I loved it.  I wanted to recreate them.  I didn't care about playing with dolls themselves, but I wanted the dollhouse.  To that end, I went about creating furniture that would be fit for a small fairy, and complete with miniature french toast for breakfasts-in-beds.

Now I would love to make miniature to-scale models of some of Roche's modernist influences on his work at Wesleyan, such as Mies van der Rohe's Illinois Institute of Technology in Chicago or Erik Gunnar Asplund's Woodland Cemetery in Stolkhom.  But for now I'll just have to settle for more views into 19th century English homes.

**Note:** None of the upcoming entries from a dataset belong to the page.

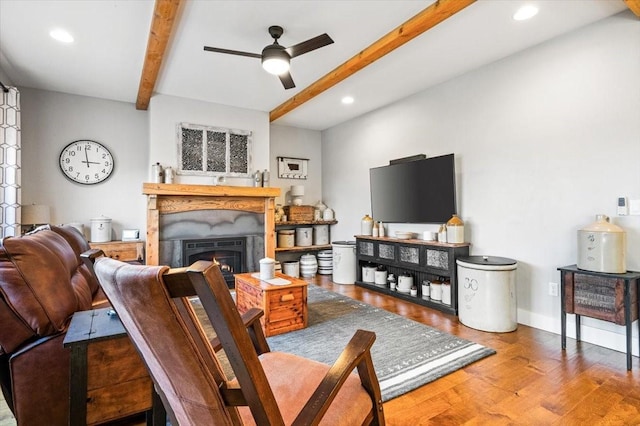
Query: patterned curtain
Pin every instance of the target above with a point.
(10, 163)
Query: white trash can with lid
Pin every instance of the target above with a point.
(344, 262)
(487, 293)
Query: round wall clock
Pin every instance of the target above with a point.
(86, 162)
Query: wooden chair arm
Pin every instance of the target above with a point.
(357, 353)
(251, 320)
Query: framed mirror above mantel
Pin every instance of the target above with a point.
(165, 199)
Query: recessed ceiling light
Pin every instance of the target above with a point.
(61, 35)
(525, 12)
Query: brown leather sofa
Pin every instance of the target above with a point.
(43, 281)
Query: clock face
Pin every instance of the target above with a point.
(86, 162)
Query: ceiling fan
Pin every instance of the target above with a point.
(276, 58)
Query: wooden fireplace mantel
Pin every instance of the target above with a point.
(165, 198)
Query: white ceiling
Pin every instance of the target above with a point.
(106, 59)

More Thorne Rooms from the Knoxville Museum of Art on this flickr photostream.

Growing Graphics

I recently remembered this map I made depicting the crops planted on our main acre at Long Lane Farm.  The map is incomplete, and I think it could use some revising graphically/typographically speaking.

  
 (click for larger image)


I like the contrast of this image with actual farm photographs posted on this blog almost 2 years ago.  That summer I also attempted some sort of logo for the farm, which I ended up printing onto tote bags.  I wish I had a photograph of the tote bags I made, but this was my first attempt at graphics for the bags:


Saturday, April 09, 2011

Opportunities

I'd love to be able to go to this international conference for young urban researchers.  Too bad I'm about to sign away my next year to a job.  Or that the conference is in Portugal.



Poo.

Saturday, March 26, 2011

The Society for Heresiarchs of Autonomous Art



Sea Forts

I thought the romance of long lost battle sites and wartime infrastructure was lost on me, but alas--

these have me hooked:

The long abandoned British marine defense cubicles known as the Redsand Towers. The immobile and steadfast nature of these boxes, weathering under the relentless ocean-- it all screams the setting of some incredible psychological thriller, or maybe the base of some love-lost soldier.

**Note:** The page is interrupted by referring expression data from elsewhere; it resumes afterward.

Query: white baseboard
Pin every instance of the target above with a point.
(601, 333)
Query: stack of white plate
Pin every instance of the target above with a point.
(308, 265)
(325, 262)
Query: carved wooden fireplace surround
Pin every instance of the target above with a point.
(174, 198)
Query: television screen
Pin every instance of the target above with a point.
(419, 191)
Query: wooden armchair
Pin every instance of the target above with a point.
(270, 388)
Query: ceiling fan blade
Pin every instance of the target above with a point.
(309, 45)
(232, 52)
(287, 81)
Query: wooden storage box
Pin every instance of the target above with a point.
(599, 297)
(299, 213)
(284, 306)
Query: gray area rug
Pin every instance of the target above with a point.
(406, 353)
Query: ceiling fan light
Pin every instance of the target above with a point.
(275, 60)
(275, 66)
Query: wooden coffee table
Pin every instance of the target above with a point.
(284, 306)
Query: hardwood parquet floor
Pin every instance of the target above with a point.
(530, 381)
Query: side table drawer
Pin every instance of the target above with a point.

More gorgeous, forlorn photographs from Max Nathan, the author of this blog and a research fellow at the LSE Cities Programme.

Monday, March 07, 2011

Tea House

I want to climb up into a special room with a beautiful view, away from all my clutter.


Terunobu Fujimori’s Takasugi-an tea house in Chino, Nagano Prefecture, Japan.
Photographed by Edmund Sumner.

more

Not to be forgotten


The Pulse Room by Rafael Lozano-Hemmer is one of my favorite installations captured on camera. Each light bulb is synced to the pulse of an individual who comes through the room, with the last 100 heart beats still pulsating through little energy-filled balls of light.

The idea of our individual rhythms having an impact on the space we occupy has stuck with me. I sometimes imagine that the blinking lights of radio towers are powered by our own heart beats-- together theirs rhythms are oddly synchronous, yet ever off-kilter.